Got there, with the Pidge. Red looked up politely when I arrived, pricked her ears, gave me a courteous but perfunctory nod, and then went back to eating her hay. It was a bit like when you fuss over a teenager and they really don't get it. They shrug and grimace and say: yeah, well, whatever. It was as if she were thinking, better humour the old girl, and then she'll let me eat my tea in peace.
It made me laugh and laugh.
She is a horse, after all. As long as she has a sunny paddock to loaf in and some top quality hay, she will be happy as a clam. She is so relaxed now that it is as if she has been here always. A huge tractor roared down from the farm, and she did not even turn her head to look.
I sat on a little stone wall and watched her for a bit. She likes rearranging her hay into neat little piles and then eating delicately from the top.

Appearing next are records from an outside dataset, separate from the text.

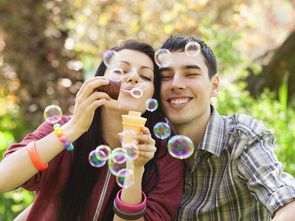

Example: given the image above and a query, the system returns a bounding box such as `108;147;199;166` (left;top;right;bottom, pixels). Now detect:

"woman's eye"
141;75;151;81
186;73;200;77
161;75;172;80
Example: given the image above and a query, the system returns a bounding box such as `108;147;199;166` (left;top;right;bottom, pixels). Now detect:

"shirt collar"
199;105;226;157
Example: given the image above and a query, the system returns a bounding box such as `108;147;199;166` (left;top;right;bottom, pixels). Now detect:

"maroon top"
4;116;183;221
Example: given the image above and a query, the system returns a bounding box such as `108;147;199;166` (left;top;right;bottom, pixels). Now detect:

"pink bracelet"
115;190;146;212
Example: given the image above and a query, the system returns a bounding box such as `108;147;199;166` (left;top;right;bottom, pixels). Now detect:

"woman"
0;41;183;221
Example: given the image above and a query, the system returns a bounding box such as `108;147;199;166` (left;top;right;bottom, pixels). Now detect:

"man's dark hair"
160;36;217;79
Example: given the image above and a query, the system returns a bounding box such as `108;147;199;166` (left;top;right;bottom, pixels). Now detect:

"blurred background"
0;0;295;221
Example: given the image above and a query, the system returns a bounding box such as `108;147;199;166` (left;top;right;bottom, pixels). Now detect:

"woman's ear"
211;74;221;97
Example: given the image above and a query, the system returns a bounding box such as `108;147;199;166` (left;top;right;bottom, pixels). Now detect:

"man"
160;36;295;221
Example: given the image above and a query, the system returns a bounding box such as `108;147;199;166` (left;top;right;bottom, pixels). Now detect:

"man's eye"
141;75;151;81
161;75;173;80
185;72;200;77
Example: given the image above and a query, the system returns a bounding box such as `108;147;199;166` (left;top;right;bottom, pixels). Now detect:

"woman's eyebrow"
120;61;130;65
182;65;201;70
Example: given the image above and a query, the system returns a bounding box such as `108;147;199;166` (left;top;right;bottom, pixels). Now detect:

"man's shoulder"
223;114;270;139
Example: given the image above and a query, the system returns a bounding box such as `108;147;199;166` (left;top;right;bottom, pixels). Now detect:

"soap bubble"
103;50;119;67
44;105;62;124
145;98;158;112
95;145;111;160
154;122;171;140
167;135;195;159
109;68;124;82
155;48;171;67
184;41;201;56
108;148;133;176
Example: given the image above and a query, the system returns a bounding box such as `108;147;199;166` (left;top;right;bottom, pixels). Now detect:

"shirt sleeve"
144;153;184;221
238;131;295;215
4;116;69;191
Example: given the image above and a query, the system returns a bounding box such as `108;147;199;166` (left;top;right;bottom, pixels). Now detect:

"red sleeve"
4;116;70;191
144;153;184;221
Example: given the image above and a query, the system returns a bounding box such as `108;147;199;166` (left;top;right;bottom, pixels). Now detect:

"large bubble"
167;135;195;159
103;50;119;67
184;41;201;56
154;122;171;140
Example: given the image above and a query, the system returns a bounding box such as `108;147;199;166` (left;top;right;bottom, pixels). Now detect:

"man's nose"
171;74;185;90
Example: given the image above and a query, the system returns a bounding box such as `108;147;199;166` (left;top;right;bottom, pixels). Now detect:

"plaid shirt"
175;107;295;221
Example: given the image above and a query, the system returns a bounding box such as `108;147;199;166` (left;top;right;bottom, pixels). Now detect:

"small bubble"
88;150;106;168
154;122;171;140
167;135;195;160
44;105;62;124
155;48;171;67
184;41;201;56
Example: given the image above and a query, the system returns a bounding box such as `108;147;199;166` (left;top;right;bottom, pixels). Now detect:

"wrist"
61;121;84;142
133;166;144;176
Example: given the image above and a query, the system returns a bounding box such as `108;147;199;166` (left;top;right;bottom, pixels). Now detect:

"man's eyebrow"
182;65;201;70
159;67;172;71
120;61;130;65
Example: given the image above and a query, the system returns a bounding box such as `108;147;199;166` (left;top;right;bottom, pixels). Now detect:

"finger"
87;98;106;112
138;152;155;160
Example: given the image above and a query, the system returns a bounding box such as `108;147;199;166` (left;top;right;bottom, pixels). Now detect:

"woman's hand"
134;127;157;167
69;76;111;133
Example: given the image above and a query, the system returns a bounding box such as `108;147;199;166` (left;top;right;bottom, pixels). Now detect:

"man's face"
161;52;220;125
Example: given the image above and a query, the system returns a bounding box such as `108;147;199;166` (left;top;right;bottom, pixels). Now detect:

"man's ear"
211;74;221;97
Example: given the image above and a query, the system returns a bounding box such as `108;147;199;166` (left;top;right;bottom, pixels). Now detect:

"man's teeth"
170;98;189;104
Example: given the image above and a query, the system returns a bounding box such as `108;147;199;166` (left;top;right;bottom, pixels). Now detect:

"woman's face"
104;49;155;113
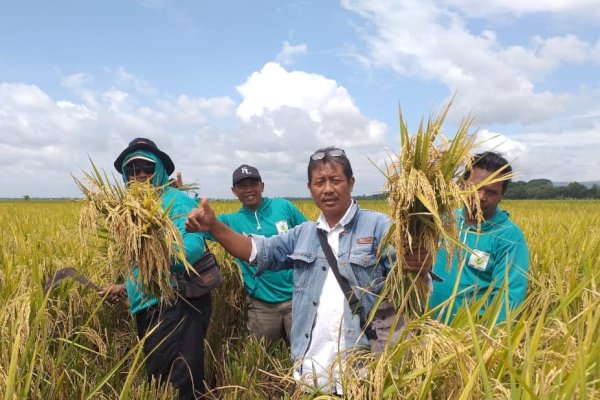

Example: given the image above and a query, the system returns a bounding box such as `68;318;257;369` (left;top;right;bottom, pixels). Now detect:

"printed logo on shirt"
468;249;490;271
275;221;289;233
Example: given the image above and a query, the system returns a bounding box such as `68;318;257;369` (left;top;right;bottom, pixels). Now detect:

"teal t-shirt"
429;207;529;322
218;197;306;303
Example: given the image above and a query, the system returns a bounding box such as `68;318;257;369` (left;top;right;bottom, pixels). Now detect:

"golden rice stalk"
380;101;481;319
73;162;190;302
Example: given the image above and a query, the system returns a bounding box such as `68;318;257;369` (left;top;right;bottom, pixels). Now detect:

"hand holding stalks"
185;197;217;232
96;284;127;304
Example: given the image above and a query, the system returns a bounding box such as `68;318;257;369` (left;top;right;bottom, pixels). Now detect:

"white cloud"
60;72;94;92
275;41;307;66
0;63;386;197
442;0;600;17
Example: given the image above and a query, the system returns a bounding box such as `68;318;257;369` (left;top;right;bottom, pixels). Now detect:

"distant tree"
563;182;589;199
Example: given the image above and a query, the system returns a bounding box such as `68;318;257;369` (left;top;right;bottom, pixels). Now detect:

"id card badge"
275;220;289;233
468;250;490;271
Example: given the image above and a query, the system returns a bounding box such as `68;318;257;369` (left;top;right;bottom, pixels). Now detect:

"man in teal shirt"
218;165;306;342
429;152;529;322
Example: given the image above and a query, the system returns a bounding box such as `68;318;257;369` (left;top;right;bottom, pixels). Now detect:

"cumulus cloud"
442;0;600;17
0;63;386;198
275;41;307;66
342;0;597;124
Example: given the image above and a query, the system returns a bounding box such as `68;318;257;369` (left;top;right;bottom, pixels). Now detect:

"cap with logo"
233;164;262;186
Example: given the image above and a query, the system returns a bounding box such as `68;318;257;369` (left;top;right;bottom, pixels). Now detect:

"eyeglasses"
310;149;346;161
125;164;154;176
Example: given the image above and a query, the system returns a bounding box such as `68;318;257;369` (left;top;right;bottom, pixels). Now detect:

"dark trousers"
135;294;211;400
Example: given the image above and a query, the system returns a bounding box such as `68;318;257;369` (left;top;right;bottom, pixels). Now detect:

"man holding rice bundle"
218;164;306;343
186;147;426;394
429;152;529;322
100;138;211;399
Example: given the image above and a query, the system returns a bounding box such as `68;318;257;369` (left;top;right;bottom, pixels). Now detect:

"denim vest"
252;208;396;361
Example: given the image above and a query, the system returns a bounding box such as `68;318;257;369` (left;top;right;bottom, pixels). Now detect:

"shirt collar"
317;200;358;232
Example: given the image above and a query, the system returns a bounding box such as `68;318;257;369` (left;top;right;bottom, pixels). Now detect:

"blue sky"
0;0;600;198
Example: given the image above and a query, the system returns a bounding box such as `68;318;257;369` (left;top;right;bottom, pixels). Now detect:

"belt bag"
174;247;223;299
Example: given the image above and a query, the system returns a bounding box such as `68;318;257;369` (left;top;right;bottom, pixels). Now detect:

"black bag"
174;247;223;299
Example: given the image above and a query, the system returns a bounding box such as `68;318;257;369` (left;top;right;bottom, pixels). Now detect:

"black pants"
135;294;211;400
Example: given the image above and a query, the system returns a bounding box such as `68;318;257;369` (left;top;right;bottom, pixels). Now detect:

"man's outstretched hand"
185;197;216;232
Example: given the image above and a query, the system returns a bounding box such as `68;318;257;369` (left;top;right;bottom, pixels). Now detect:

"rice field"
0;200;600;399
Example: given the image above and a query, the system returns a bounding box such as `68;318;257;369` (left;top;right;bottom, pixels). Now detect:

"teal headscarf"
121;150;169;187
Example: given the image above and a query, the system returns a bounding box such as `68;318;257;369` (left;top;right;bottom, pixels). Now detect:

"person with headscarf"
100;138;211;399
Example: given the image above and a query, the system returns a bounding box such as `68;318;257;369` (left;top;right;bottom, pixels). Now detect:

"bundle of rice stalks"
73;162;190;302
380;101;480;319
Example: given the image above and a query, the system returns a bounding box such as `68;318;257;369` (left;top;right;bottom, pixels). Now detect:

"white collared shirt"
294;201;360;394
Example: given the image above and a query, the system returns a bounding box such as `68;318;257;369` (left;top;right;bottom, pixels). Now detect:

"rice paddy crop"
0;200;600;399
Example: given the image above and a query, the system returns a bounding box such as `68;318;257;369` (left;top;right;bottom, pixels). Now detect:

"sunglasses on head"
310;149;346;161
125;163;154;176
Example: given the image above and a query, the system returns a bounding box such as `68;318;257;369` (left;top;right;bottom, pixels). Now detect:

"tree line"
355;179;600;200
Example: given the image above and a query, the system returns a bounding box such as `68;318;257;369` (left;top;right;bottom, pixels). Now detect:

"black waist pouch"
174;249;223;299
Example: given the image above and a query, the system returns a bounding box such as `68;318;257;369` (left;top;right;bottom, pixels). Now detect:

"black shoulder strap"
317;229;360;314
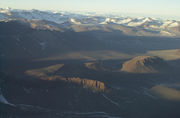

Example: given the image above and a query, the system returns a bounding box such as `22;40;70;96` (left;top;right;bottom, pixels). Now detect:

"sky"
0;0;180;20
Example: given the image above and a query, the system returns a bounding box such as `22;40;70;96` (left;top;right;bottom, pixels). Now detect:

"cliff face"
121;56;169;73
26;64;106;92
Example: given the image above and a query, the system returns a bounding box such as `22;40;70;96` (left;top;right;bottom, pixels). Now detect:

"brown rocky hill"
121;56;170;73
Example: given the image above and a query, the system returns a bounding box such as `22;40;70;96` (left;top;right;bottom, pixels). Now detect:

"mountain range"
0;8;180;37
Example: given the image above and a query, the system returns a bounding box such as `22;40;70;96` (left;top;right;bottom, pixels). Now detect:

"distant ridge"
121;56;170;73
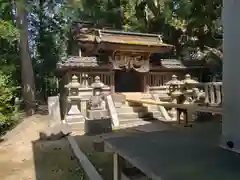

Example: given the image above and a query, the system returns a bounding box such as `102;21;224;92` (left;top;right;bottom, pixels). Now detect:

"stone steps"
118;111;162;121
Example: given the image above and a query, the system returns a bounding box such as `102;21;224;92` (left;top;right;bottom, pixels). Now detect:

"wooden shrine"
58;22;208;93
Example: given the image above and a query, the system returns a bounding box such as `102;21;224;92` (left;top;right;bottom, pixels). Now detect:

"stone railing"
203;82;223;106
151;74;222;120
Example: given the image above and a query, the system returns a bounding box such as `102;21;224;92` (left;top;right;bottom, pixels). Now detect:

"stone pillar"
143;72;149;93
221;0;240;152
110;70;115;93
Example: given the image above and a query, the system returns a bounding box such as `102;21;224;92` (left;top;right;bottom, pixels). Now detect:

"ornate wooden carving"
110;52;150;72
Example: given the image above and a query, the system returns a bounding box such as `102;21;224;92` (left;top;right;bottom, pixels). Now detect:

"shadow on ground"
32;114;223;180
71;116;221;180
32;138;87;180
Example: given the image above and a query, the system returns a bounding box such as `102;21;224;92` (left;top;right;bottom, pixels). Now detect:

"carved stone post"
65;75;84;122
166;75;183;121
182;74;199;104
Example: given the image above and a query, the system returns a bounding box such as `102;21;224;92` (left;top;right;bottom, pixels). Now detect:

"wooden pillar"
221;0;240;153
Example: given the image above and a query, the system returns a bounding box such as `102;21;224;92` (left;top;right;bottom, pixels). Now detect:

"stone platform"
105;122;240;180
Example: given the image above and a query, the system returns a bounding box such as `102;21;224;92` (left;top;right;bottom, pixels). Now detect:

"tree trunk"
16;0;36;115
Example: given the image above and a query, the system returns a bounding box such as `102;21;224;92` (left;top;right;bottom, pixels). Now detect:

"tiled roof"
161;59;187;69
57;56;98;69
76;29;173;48
98;30;172;47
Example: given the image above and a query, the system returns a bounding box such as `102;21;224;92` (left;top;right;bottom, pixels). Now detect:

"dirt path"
0;115;85;180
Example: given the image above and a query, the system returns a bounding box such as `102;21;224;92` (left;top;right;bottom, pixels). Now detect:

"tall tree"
16;0;36;115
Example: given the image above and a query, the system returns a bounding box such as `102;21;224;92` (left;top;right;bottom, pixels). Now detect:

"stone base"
85;118;112;135
87;110;108;119
219;135;240;153
65;115;85;123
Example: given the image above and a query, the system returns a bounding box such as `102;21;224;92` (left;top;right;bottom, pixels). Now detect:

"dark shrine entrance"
115;70;144;92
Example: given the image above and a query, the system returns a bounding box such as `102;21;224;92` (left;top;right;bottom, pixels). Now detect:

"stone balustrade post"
166;75;183;121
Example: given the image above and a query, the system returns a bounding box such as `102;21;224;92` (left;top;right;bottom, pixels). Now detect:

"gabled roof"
57;56;98;69
97;30;173;47
75;28;174;53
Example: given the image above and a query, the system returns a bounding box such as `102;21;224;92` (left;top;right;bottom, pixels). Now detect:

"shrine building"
55;22;208;93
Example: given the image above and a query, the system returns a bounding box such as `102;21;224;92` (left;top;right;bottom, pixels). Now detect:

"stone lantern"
65;75;81;96
182;74;199;104
65;75;84;122
89;76;106;116
166;75;183;120
85;76;111;134
166;75;183;97
91;76;105;96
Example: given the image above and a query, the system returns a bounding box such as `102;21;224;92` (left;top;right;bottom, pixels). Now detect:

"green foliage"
0;19;19;42
0;72;18;135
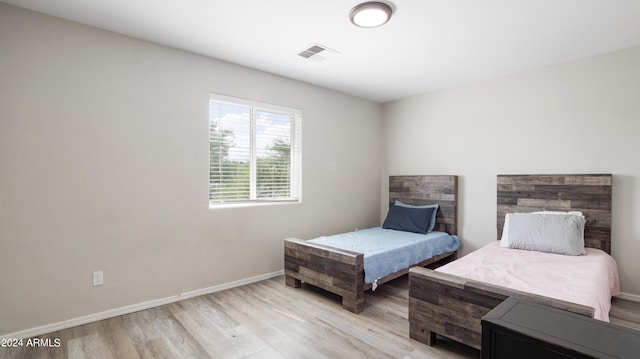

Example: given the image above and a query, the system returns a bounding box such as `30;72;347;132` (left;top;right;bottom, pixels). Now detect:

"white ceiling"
2;0;640;102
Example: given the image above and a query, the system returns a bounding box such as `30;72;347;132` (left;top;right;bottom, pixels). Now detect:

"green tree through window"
209;96;300;205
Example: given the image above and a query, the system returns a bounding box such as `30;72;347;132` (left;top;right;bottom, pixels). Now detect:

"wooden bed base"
409;268;594;349
409;174;612;349
284;238;456;313
284;176;458;313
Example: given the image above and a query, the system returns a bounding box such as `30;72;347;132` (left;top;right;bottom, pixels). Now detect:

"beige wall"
0;4;381;336
381;47;640;295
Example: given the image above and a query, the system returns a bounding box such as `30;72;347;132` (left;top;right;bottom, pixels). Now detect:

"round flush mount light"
349;1;393;27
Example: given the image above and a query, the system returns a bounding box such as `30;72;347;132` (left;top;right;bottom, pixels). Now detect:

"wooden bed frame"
284;176;458;313
409;174;612;349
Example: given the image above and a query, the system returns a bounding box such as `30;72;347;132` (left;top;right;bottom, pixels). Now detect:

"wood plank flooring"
0;276;640;359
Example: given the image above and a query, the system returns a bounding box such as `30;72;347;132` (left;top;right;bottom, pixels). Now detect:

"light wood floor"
0;276;640;359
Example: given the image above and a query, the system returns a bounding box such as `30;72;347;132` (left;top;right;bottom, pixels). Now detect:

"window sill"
209;200;302;209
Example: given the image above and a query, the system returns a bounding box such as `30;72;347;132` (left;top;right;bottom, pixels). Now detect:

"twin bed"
284;176;459;313
409;175;619;349
285;174;619;349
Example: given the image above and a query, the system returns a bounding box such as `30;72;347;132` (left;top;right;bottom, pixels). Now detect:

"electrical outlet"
93;271;104;287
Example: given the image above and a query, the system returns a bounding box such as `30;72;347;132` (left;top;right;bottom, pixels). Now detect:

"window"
209;95;301;206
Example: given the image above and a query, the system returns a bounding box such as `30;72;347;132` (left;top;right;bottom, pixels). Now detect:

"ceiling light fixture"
349;1;393;27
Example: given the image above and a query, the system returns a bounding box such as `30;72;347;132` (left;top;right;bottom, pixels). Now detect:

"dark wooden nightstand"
481;297;640;359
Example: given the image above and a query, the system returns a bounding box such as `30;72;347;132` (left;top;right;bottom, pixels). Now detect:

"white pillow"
501;213;586;256
500;211;586;248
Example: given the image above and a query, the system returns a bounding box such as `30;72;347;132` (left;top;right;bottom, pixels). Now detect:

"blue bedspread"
309;227;460;284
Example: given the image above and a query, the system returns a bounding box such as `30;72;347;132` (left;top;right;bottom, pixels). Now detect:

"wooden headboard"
389;176;458;234
497;174;612;254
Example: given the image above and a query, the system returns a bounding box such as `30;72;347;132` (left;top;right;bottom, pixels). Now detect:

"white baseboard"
616;292;640;303
0;270;284;339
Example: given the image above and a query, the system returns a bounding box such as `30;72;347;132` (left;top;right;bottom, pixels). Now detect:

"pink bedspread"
437;241;620;322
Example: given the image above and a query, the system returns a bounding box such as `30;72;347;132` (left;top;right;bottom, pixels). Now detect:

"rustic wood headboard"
497;174;612;254
389;176;458;234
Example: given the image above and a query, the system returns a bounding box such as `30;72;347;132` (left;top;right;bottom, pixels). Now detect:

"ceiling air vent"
298;44;340;62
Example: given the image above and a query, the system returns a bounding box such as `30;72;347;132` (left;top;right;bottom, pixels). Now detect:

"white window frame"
208;93;302;208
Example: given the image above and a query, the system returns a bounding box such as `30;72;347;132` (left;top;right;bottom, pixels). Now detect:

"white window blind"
209;95;301;205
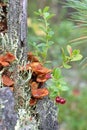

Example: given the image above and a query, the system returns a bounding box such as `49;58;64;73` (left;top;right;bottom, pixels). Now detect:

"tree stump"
3;0;58;130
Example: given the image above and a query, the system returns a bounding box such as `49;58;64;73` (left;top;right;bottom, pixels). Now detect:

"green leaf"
61;48;65;60
63;63;71;69
43;6;49;13
67;45;72;56
60;85;69;91
53;68;61;79
38;9;42;14
71;54;83;61
43;12;50;18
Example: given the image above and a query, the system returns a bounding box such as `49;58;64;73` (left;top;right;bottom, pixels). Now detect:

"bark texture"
0;87;17;130
8;0;58;130
8;0;27;58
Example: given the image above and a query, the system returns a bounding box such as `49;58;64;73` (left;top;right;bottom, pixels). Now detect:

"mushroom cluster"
0;52;52;106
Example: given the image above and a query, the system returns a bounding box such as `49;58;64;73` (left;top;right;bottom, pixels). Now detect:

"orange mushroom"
29;98;37;106
31;88;49;99
29;82;38;89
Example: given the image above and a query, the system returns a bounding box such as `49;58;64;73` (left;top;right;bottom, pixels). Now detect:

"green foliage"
28;7;82;98
31;7;54;63
47;68;68;98
59;86;87;130
62;45;82;69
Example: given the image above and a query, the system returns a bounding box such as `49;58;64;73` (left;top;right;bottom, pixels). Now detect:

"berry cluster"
55;96;66;104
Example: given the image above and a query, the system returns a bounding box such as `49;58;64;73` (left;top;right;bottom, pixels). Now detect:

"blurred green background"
28;0;87;130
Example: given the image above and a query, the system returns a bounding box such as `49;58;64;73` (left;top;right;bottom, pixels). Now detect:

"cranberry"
60;98;66;104
55;96;61;103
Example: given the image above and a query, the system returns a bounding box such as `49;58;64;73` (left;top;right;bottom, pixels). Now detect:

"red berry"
55;96;61;103
60;98;66;104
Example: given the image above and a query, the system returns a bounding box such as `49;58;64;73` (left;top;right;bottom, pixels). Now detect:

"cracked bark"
8;0;58;130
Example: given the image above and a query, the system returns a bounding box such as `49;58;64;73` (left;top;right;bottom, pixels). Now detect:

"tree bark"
8;0;58;130
8;0;27;59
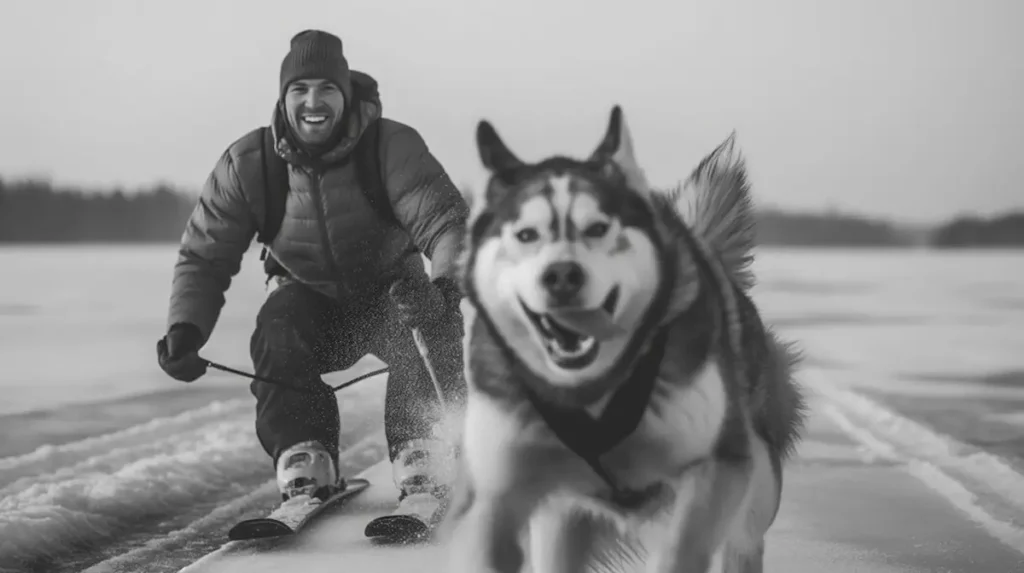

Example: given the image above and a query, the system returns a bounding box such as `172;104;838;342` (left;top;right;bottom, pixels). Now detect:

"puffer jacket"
167;72;468;341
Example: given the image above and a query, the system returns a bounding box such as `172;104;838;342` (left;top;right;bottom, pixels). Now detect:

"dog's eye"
583;221;609;238
515;227;541;243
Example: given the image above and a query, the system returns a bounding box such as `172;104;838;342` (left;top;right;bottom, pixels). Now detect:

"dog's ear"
590;105;649;192
476;120;523;174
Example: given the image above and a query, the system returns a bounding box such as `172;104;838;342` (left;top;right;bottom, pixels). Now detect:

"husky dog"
446;105;804;573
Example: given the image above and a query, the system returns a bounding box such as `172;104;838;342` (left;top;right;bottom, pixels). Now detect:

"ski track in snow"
814;382;1024;554
0;388;385;573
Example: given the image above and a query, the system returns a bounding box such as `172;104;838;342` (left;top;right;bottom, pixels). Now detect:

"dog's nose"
541;261;587;297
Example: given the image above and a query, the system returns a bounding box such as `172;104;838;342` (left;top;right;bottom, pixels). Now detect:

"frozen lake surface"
0;245;1024;572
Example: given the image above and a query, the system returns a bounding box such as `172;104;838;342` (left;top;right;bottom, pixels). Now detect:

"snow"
0;245;1024;573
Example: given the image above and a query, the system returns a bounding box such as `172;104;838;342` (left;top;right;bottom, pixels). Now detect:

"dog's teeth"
541;315;555;333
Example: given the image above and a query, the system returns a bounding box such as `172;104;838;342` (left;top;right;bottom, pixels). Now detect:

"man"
158;30;468;523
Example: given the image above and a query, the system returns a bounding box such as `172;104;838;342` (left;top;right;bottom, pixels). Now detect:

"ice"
0;245;1024;573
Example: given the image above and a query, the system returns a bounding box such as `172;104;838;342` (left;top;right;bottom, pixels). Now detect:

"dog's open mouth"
519;287;618;369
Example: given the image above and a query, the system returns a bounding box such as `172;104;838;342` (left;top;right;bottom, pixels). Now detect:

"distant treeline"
0;180;196;243
0;180;1024;248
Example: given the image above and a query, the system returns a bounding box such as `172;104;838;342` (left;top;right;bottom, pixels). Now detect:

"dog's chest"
601;361;728;488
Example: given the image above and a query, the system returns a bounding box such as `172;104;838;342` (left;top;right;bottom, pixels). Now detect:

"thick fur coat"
446;106;804;573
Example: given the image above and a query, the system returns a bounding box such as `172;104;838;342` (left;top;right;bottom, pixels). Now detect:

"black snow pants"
250;281;466;470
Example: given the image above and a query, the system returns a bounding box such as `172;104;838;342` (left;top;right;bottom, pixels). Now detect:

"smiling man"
158;30;468;532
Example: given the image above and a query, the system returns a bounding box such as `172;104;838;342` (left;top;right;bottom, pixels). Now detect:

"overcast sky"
0;0;1024;221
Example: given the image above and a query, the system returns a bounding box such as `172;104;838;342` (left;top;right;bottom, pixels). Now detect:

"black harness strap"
526;328;669;496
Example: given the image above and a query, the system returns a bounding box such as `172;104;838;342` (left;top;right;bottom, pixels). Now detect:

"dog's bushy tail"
667;131;757;292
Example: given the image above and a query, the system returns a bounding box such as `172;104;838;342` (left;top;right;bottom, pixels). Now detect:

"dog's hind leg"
647;457;753;573
722;541;765;573
529;505;600;573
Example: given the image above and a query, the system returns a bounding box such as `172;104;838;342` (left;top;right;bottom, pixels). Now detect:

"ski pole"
413;328;447;410
203;358;387;394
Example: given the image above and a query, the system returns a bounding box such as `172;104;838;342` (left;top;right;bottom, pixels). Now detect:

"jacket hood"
270;70;383;165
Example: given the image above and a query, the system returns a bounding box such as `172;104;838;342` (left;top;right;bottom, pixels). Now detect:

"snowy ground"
0;246;1024;573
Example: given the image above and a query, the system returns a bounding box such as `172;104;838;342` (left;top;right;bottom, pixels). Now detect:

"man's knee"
250;284;329;383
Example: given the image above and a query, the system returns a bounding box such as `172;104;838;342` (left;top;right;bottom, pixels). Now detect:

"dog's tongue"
551;308;624;341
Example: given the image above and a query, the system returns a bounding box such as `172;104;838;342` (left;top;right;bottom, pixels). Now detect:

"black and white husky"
447;106;804;573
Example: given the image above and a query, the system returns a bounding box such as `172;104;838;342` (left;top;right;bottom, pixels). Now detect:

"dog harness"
526;327;669;504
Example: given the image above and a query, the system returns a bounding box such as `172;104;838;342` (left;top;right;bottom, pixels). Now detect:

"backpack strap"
352;119;398;225
256;127;289;261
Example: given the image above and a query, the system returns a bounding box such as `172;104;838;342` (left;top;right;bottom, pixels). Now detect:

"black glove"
157;322;207;382
388;278;458;328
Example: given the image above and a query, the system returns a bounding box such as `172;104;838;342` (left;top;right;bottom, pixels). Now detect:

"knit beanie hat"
280;30;352;101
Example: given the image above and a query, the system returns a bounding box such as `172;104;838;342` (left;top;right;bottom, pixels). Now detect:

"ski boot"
366;439;455;542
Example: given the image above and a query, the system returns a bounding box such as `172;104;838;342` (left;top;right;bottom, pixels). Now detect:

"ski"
227;478;370;541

She was so dozy that at times she appeared to be eating and sleeping at the same time.
I think she has settled. Even the Pigeon seems to have come round to the idea. We are family now, and that is that.
These are her views, from the field:
The Pigeon looked pretty happy with the arrangement:
And, finally, finally – the return of The Hill:
These pictures are dedicated to my friend Miss Whistle, who lost her glorious spotted dog yesterday. I send out an RIP for the lovely old gentleman.
I know all about that dog grief; the tear at the heart, the yearning sense of loss, the shock of the grief. Even when they are old and have had their time, the sense of rupture is startling. I remember the Duchess as if it were yesterday. She stays with me always.
Miss W lives six thousand miles from here, but she loves and knows Scotland, and loves horses too. So these are specially for her.